Michael Ntube

Personal information
- Full name: Michael Ronaldo Mboe Ntube
- Date of birth: 4 February 2001 (age 25)
- Place of birth: Ferrara, Italy
- Height: 1.87 m (6 ft 2 in)
- Position: Defender

Youth career
- 0000–2015: SPAL
- 2015–2020: Inter Milan

Senior career*
- Years: Team / Apps / (Gls)
- 2020–2021: Inter Milan / 0 / (0)
- 2020–2021: → Pro Sesto (loan) / 20 / (0)
- 2021–2023: AlbinoLeffe / 22 / (0)
- 2023–2024: Virtus Verona / 16 / (0)
- 2024–2026: Desenzano / 42 / (0)

International career^{‡}
- 2016–2017: Italy U16 / 14 / (0)
- 2017–2018: Italy U17 / 3 / (0)
- 2018–2019: Italy U18 / 8 / (0)
- 2019–2020: Italy U19 / 7 / (1)

= Michael Ntube =

Italian football player

Michael Ronaldo Mboe Ntube (born 4 February 2001) is an Italian footballer who plays as a defender.

==Club career==
===Inter Milan===
He was raised in the youth system of Inter and represented the club in the 2018–19 UEFA Youth League and 2019–20 UEFA Youth League.

====Loan to Pro Sesto====

On 16 September 2020, he joined Serie C club Pro Sesto on a season-long loan.

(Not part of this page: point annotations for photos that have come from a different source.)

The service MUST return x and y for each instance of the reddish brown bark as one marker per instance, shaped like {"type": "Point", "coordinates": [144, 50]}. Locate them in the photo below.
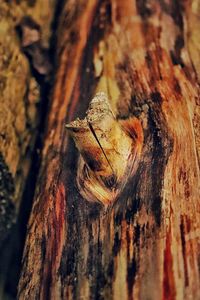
{"type": "Point", "coordinates": [147, 245]}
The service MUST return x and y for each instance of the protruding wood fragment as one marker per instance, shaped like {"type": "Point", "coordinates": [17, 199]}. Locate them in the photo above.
{"type": "Point", "coordinates": [108, 151]}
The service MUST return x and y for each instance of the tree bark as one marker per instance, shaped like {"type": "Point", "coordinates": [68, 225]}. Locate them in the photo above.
{"type": "Point", "coordinates": [145, 243]}
{"type": "Point", "coordinates": [20, 100]}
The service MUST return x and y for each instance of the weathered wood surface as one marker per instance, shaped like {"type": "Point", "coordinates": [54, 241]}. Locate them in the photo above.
{"type": "Point", "coordinates": [19, 101]}
{"type": "Point", "coordinates": [145, 56]}
{"type": "Point", "coordinates": [20, 109]}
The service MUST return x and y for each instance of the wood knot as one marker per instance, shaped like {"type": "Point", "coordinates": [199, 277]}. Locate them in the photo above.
{"type": "Point", "coordinates": [109, 151]}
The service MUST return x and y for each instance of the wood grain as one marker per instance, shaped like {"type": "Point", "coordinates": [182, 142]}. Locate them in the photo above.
{"type": "Point", "coordinates": [147, 245]}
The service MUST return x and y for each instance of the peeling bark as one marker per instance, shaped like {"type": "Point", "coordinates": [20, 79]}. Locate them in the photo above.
{"type": "Point", "coordinates": [147, 245]}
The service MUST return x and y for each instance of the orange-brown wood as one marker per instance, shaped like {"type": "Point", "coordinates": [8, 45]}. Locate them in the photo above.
{"type": "Point", "coordinates": [146, 246]}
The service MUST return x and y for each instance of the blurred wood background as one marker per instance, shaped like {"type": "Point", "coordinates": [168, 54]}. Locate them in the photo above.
{"type": "Point", "coordinates": [145, 56]}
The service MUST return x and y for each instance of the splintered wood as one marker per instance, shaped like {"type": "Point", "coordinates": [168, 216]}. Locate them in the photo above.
{"type": "Point", "coordinates": [140, 162]}
{"type": "Point", "coordinates": [109, 151]}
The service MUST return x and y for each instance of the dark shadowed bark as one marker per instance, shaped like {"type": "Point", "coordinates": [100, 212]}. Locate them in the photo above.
{"type": "Point", "coordinates": [145, 243]}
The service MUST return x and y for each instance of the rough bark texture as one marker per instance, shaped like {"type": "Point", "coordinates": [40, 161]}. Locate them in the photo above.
{"type": "Point", "coordinates": [145, 56]}
{"type": "Point", "coordinates": [19, 97]}
{"type": "Point", "coordinates": [19, 115]}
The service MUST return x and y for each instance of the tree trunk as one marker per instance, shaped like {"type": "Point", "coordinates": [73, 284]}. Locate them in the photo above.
{"type": "Point", "coordinates": [144, 242]}
{"type": "Point", "coordinates": [20, 101]}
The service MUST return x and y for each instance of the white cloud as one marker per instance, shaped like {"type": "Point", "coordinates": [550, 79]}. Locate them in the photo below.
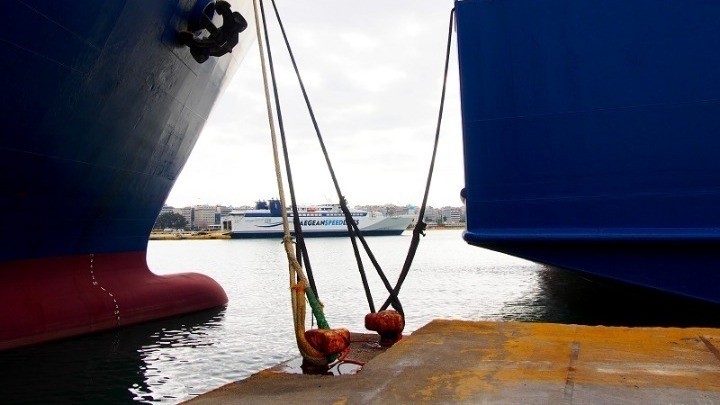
{"type": "Point", "coordinates": [373, 72]}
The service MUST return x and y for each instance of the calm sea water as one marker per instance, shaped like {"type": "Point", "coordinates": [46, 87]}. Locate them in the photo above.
{"type": "Point", "coordinates": [175, 359]}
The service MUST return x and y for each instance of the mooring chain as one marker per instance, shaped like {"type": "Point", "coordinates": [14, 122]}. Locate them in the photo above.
{"type": "Point", "coordinates": [95, 282]}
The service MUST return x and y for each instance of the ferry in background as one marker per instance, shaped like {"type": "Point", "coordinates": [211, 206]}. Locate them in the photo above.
{"type": "Point", "coordinates": [102, 103]}
{"type": "Point", "coordinates": [265, 221]}
{"type": "Point", "coordinates": [592, 136]}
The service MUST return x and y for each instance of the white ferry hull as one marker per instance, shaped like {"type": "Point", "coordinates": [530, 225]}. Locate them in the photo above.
{"type": "Point", "coordinates": [246, 227]}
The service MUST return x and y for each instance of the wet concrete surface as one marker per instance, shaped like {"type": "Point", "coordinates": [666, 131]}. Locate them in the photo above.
{"type": "Point", "coordinates": [506, 362]}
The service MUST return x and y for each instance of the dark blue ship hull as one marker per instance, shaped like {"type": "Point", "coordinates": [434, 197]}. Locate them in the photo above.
{"type": "Point", "coordinates": [592, 136]}
{"type": "Point", "coordinates": [101, 107]}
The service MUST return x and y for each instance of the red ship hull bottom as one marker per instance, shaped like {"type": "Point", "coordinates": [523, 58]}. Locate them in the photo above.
{"type": "Point", "coordinates": [54, 298]}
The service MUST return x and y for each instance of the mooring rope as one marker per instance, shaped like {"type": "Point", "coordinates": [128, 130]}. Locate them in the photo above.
{"type": "Point", "coordinates": [420, 225]}
{"type": "Point", "coordinates": [298, 281]}
{"type": "Point", "coordinates": [352, 227]}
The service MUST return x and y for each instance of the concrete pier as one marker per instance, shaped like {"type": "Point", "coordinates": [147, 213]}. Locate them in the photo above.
{"type": "Point", "coordinates": [511, 362]}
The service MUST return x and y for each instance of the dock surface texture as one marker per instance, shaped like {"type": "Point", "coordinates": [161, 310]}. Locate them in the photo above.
{"type": "Point", "coordinates": [511, 362]}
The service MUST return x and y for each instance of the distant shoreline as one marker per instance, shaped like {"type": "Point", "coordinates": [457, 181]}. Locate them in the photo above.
{"type": "Point", "coordinates": [217, 235]}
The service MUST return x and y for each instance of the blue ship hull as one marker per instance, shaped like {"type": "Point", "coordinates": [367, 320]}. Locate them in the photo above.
{"type": "Point", "coordinates": [591, 136]}
{"type": "Point", "coordinates": [101, 107]}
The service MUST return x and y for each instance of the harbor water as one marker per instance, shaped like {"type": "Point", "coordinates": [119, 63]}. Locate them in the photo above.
{"type": "Point", "coordinates": [176, 359]}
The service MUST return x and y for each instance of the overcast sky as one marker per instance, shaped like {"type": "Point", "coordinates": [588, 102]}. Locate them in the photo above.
{"type": "Point", "coordinates": [373, 71]}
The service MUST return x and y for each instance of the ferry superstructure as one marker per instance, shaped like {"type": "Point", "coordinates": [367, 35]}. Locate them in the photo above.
{"type": "Point", "coordinates": [265, 221]}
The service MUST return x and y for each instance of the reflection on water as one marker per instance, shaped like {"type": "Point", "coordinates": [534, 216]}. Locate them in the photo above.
{"type": "Point", "coordinates": [107, 367]}
{"type": "Point", "coordinates": [567, 297]}
{"type": "Point", "coordinates": [176, 359]}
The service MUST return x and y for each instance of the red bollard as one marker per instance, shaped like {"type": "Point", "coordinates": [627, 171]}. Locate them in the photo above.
{"type": "Point", "coordinates": [388, 324]}
{"type": "Point", "coordinates": [328, 341]}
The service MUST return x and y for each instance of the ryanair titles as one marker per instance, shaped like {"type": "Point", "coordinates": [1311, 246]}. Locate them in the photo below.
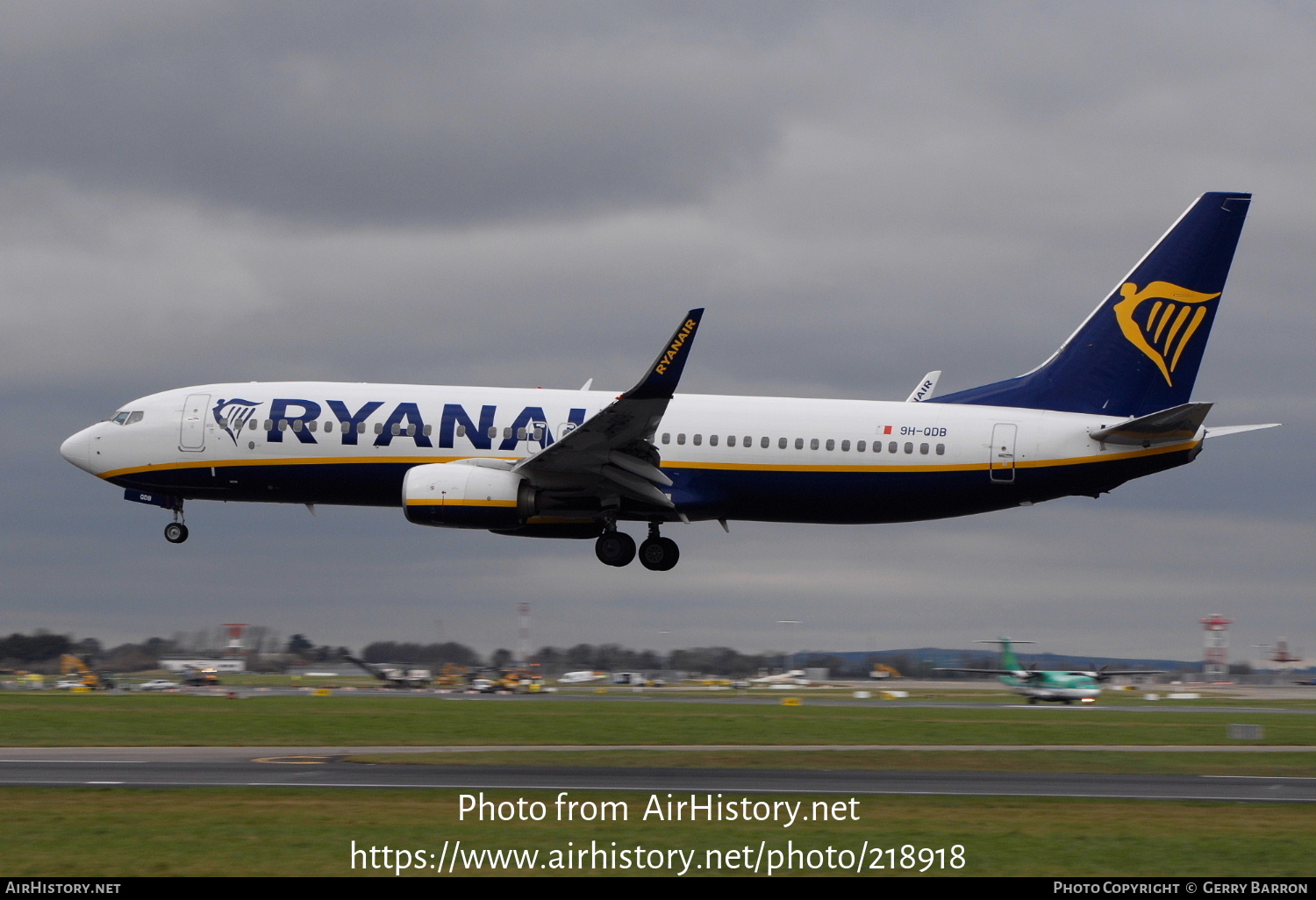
{"type": "Point", "coordinates": [311, 421]}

He made his professional Serie C debut for Pro Sesto on 7 October 2020 in a game against AlbinoLeffe, as a starter.

===AlbinoLeffe===
On 24 August 2021, Ntube joined AlbinoLeffe on a permanent deal.

===Virtus Verona===
On 29 August 2023, Ntube signed a one-season contract with Virtus Verona.

==International career==
Born in Italy, Ntube is of Cameroonian descent. He was first called up to represent Italy in 2016 with the Under-16 squad. With the Under-17 team, he was called up to the Under-17 Euro qualifiers, but remained on the bench and was not selected for the final tournament squad. With the Under-19 team, he appeared in the Under-19 Euro qualifiers, but the final tournament was cancelled due to the COVID-19 pandemic in Europe.